# Gunwriter Stephen A. Camp has died



## DJ Niner (Oct 3, 2006)

It has been reported on several other forums that Stephen A. Camp has died. He was a well-published gunwriter, an active member of many of the larger gun-related Internet forums, and also had his own website, Hi Powers and Handguns .

I've never read an article of his that I didn't enjoy, and I usually learned something along the way, too. I've had a quote from one of his articles as my signature line for quite a while now, as it resonates with me, as did much of his writing.

Best, Mr. Camp


----------



## AirForceShooter (May 6, 2006)

RIP and a Well Done

AFS


----------



## VAMarine (Dec 25, 2008)

I've always enjoyed his work and his postings, he will surely be missed.


----------



## Scorpion8 (Jan 29, 2011)

It is a sad day.
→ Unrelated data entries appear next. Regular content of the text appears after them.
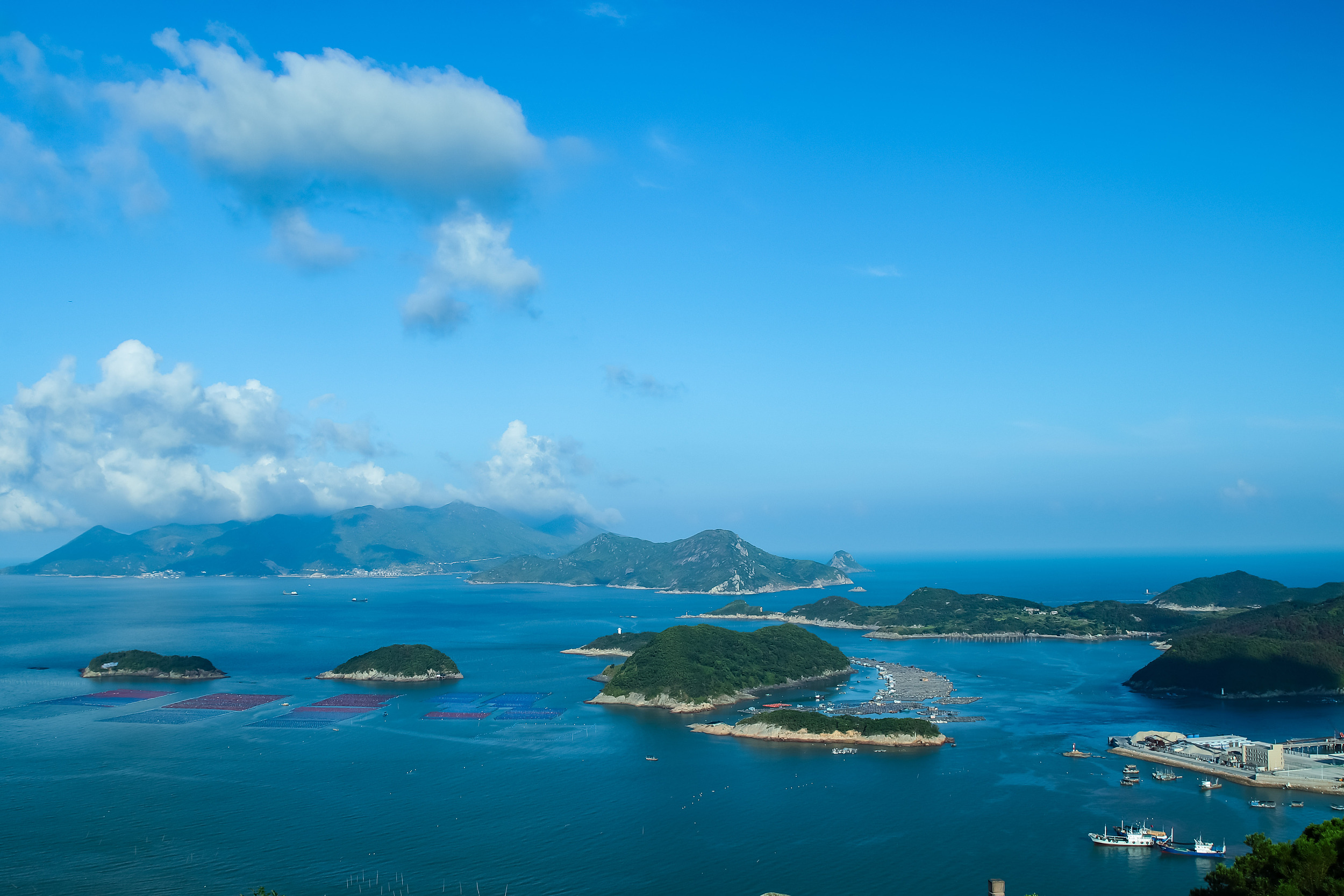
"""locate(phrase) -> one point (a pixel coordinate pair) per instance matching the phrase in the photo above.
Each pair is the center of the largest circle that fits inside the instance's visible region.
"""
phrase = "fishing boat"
(1128, 838)
(1198, 851)
(1156, 833)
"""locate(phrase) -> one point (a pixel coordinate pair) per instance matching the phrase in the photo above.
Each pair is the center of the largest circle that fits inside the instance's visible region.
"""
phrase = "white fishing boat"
(1198, 851)
(1128, 838)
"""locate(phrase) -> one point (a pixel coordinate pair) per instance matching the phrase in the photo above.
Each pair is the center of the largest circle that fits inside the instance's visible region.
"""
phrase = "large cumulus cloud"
(143, 447)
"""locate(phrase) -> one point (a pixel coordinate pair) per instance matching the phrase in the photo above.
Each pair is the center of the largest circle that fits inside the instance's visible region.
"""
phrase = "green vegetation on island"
(1284, 648)
(146, 663)
(819, 725)
(628, 641)
(845, 562)
(1242, 590)
(937, 612)
(711, 562)
(699, 664)
(398, 661)
(1311, 865)
(409, 539)
(738, 607)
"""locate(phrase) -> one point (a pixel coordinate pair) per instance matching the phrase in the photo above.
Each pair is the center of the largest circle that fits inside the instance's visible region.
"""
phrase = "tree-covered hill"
(697, 664)
(1283, 648)
(711, 562)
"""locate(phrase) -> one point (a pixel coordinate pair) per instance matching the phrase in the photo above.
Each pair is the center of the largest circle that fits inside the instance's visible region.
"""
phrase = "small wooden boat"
(1199, 849)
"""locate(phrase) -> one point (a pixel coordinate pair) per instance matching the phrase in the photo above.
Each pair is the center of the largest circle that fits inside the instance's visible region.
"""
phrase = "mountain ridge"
(406, 540)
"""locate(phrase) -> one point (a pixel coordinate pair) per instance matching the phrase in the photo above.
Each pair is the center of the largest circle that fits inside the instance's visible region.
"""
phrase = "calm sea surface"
(399, 804)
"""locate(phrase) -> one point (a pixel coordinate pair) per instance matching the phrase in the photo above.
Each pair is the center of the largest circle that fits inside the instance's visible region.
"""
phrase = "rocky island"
(149, 665)
(614, 645)
(1281, 649)
(813, 727)
(713, 562)
(398, 663)
(1240, 589)
(697, 668)
(937, 613)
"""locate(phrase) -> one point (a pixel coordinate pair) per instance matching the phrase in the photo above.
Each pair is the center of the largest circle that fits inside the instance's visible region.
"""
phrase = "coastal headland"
(813, 727)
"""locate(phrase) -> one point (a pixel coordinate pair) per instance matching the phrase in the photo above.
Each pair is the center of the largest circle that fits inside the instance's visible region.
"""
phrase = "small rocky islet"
(146, 664)
(398, 663)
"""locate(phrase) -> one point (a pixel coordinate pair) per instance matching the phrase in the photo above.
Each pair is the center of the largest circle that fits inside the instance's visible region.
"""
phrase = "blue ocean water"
(399, 804)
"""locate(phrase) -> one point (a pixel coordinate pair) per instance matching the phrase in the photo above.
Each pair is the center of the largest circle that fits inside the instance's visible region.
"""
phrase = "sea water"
(399, 804)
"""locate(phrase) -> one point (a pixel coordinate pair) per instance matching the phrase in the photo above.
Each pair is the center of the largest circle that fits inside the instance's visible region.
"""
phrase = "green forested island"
(711, 562)
(398, 663)
(1284, 648)
(1241, 590)
(694, 668)
(149, 665)
(941, 612)
(614, 645)
(821, 725)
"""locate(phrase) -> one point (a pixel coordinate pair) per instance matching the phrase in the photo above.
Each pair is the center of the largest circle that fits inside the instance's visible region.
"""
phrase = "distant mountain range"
(713, 562)
(409, 540)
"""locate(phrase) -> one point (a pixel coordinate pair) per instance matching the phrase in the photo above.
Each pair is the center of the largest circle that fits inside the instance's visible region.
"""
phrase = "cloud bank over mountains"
(141, 447)
(321, 128)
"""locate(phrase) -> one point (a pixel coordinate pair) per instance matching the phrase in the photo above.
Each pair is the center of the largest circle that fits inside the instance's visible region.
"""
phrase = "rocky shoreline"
(1026, 636)
(152, 673)
(671, 704)
(776, 733)
(777, 617)
(373, 675)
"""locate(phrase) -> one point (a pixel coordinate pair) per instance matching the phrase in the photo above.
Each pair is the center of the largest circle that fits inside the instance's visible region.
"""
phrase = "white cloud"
(296, 242)
(604, 11)
(1240, 492)
(624, 379)
(426, 135)
(469, 254)
(527, 476)
(131, 450)
(135, 448)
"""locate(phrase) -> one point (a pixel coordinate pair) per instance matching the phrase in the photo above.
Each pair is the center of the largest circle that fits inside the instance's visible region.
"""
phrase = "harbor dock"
(1312, 765)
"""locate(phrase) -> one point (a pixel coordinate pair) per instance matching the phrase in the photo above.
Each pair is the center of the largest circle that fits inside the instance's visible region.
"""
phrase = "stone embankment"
(1227, 774)
(776, 733)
He will missed.


----------



## buckler (May 24, 2011)

yes, he is one of the very few who bothered to test real CCW guns and carry loads on animals. His recommendations were usually very sensible.


----------



## ozzy (Apr 16, 2011)

Rest In Peace.


----------



## ksblazer (Sep 18, 2010)

RIP MR. Camp


I never got to tell you this. Back in the mid 90's when I started getting into reading about handguns, I always looked forward to your articles. I enjoyed your writing style and the way you looked at things. When I turned 21 my first handgun purchase was a .40 Browning Hi Power. I also enjoy reading your posts on the gun forums as well. You were always willing to help people out and answer their questions. 

We'll miss you as you were a great asset to the shooting comunity and a gentleman.


----------